Use the package manager pip to install the below dependencies.
See also recommended version information on the Vosk website.
pip3 install vosk
pip3 install sounddevice
# maybe these are also needed
sudo apt-get install libportaudio2
sudo apt-get install libasound-dev
# run in your ros2_ws/src folder
git clone https://gitlab.com/bob-ros2/voskros.git
cd ..
colcon build
. install/setup.bash
# get device list
ros2 run voskros vosk -l
# run node with default parameter
ros2 run voskros vosk
# run via launch file
ros2 launch voskros voskros.launch.yaml model:=fr
# run via launch and overide result output topic
ros2 launch voskros voskros.launch.yaml result:=/tts_topic
During first startup Vosk downloads a small sized default model around 50MB training data. It works quite good on small sized devices. Other custom models can be placed in the cache folder.
# list existing models
ls ~/.cache/vosk
Find further models and languages here: https://alphacephei.com/vosk/models
~device (string, default: "")
Device to use as input microphone. Leave it empty to use the default input.
~model (string, default: "en")
Model to be used.
~samplerate (int, default: 0)
Sample rate to use.
~result (std_msgs/String)
Detected result text.
~partial (std_msgs/String)
Detected partial text.
~set_grammar (srv/SetGrammar)
Set Vosk grammar list to only allow certain words. See also srv/SetGrammar.srv for details.
This very simple ROS Node can be used to receive an input command (e.g. from Vosk). If this command matches with one of the rules in the config file the according command will be executed.
# start Vosk if not yet running
# in order to work a microphone must be connected or another input device must be configured
ros2 launch voskros voskros.launch.yaml
# if needed reduce the grammar according to the config in prompter.yaml
# setting the grammar greatly improves the STT detection
ros2 run voskros set_grammar.sh <path>/prompter.yaml /stt
# start prompter node and wait for commands to be executed
ros2 run voskros prompter --ros-args \
-r input:=/stt/result \
-r __ns:=/stt \
-p yaml:=<path>/prompter.yaml
~yaml (string, default: "")
Path to a YAML file containing the prompter configuration.

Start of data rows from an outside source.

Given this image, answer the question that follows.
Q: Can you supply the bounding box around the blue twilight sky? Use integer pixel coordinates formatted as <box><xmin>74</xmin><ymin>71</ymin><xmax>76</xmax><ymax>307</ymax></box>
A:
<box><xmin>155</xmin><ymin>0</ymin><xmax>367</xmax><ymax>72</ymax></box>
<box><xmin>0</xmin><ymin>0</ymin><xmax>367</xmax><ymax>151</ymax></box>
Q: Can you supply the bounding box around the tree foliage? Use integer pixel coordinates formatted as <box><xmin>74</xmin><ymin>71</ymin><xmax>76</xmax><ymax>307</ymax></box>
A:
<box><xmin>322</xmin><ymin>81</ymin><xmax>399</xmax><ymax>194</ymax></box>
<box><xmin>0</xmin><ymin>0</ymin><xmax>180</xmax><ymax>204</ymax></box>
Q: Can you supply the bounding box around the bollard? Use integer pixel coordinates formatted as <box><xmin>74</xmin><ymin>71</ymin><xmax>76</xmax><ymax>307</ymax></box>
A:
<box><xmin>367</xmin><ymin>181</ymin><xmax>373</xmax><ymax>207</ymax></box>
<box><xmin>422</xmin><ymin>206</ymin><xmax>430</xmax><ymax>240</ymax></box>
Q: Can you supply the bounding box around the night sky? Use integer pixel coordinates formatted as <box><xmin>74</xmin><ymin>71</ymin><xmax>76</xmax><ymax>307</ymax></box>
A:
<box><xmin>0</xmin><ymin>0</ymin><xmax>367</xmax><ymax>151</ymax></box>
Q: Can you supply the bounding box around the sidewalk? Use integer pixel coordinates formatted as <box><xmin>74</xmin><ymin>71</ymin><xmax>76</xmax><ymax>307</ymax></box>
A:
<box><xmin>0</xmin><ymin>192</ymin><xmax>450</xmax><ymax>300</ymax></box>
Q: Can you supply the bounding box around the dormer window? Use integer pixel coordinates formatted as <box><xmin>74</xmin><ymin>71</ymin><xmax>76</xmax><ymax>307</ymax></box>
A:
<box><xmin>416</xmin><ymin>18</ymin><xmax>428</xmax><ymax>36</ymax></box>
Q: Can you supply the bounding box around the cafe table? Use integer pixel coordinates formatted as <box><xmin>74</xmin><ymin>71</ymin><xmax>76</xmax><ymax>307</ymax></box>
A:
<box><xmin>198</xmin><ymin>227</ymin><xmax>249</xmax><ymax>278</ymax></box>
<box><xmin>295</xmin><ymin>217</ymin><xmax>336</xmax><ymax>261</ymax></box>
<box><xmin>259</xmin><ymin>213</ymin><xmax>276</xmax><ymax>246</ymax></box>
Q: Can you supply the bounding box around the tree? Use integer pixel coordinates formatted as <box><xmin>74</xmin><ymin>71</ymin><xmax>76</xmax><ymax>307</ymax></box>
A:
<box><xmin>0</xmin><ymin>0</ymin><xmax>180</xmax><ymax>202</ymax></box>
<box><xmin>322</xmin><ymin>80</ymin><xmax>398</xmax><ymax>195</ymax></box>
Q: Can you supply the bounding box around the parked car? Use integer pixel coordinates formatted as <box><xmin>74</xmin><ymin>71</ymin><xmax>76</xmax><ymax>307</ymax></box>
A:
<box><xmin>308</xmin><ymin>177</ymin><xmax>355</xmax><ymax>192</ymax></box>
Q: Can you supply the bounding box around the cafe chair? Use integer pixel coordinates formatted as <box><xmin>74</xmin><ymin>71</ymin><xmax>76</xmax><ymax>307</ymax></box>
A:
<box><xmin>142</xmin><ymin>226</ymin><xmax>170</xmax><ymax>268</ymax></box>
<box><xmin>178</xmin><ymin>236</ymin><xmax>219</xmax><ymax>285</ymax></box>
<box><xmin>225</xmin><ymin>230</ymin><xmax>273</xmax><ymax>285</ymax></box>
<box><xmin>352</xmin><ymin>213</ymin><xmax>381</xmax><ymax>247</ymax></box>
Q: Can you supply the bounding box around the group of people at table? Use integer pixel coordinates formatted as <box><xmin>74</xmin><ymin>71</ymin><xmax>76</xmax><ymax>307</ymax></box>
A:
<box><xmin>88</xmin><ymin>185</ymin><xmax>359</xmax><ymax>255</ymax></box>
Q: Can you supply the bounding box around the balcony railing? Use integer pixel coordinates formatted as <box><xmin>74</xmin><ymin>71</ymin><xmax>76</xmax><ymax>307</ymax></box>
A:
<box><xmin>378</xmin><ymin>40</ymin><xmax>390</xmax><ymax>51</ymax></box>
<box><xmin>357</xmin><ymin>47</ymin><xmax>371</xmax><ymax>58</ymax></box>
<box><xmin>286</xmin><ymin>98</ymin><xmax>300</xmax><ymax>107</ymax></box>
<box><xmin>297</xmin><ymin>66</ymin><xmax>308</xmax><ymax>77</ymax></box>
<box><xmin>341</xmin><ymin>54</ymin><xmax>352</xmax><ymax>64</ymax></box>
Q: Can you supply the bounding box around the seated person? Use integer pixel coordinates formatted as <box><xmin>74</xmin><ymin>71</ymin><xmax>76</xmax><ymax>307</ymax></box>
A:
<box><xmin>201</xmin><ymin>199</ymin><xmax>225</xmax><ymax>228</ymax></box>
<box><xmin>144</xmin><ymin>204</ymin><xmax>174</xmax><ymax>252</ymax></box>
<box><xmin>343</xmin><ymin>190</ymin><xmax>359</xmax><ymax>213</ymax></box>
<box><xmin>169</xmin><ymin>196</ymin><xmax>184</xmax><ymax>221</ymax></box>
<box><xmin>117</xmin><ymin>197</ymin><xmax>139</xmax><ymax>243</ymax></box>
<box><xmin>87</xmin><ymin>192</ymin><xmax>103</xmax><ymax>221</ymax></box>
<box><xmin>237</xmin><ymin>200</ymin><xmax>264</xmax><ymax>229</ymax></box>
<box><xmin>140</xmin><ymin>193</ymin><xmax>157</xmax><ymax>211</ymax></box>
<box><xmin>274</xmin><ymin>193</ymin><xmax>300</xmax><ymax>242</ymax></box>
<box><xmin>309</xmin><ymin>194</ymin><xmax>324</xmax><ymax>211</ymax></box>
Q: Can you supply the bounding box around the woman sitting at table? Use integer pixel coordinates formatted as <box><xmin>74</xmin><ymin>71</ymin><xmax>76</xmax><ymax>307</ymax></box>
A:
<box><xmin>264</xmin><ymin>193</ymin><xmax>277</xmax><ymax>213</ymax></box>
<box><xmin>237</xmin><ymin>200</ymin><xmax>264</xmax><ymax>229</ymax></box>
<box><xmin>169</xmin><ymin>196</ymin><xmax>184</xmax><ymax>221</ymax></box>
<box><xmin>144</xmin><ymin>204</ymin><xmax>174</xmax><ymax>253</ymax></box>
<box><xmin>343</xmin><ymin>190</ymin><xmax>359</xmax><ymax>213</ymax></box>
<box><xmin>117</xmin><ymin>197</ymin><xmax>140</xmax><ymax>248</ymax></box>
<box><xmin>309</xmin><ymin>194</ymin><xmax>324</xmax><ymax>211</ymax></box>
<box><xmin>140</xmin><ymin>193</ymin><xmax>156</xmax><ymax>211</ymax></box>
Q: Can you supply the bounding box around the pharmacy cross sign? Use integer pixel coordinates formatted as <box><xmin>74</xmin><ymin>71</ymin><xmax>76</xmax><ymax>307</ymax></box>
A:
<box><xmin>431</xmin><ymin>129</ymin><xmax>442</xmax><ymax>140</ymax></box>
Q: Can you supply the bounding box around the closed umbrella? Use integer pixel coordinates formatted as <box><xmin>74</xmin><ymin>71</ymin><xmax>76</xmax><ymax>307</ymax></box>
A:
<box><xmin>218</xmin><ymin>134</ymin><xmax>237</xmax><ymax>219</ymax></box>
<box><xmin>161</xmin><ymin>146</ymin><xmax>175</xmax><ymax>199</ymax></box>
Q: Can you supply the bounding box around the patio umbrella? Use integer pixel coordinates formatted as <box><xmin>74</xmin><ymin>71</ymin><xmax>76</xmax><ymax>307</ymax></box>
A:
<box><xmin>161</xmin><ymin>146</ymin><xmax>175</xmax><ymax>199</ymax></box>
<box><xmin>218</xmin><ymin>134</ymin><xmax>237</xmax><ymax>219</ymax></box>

See config directory for an example.
~cwd (string, default: "")
Working directory where to start programms from the configuration.
~input (std_msgs/String)
Input topic for incommning commands to identify.
~output (std_msgs/String)
Output topic containing stdout produced by the called program.
$ ros2 run voskros set_grammar.sh
Usage: set_grammar.sh <prompter config> [<namespace>]
Produces a JSON Grammar array for vosk from a prompter config yaml.
It calls afterwards the vosk node service set_grammar if a namespace is provided.
The Grammar can also be configured using a vosk node parameter.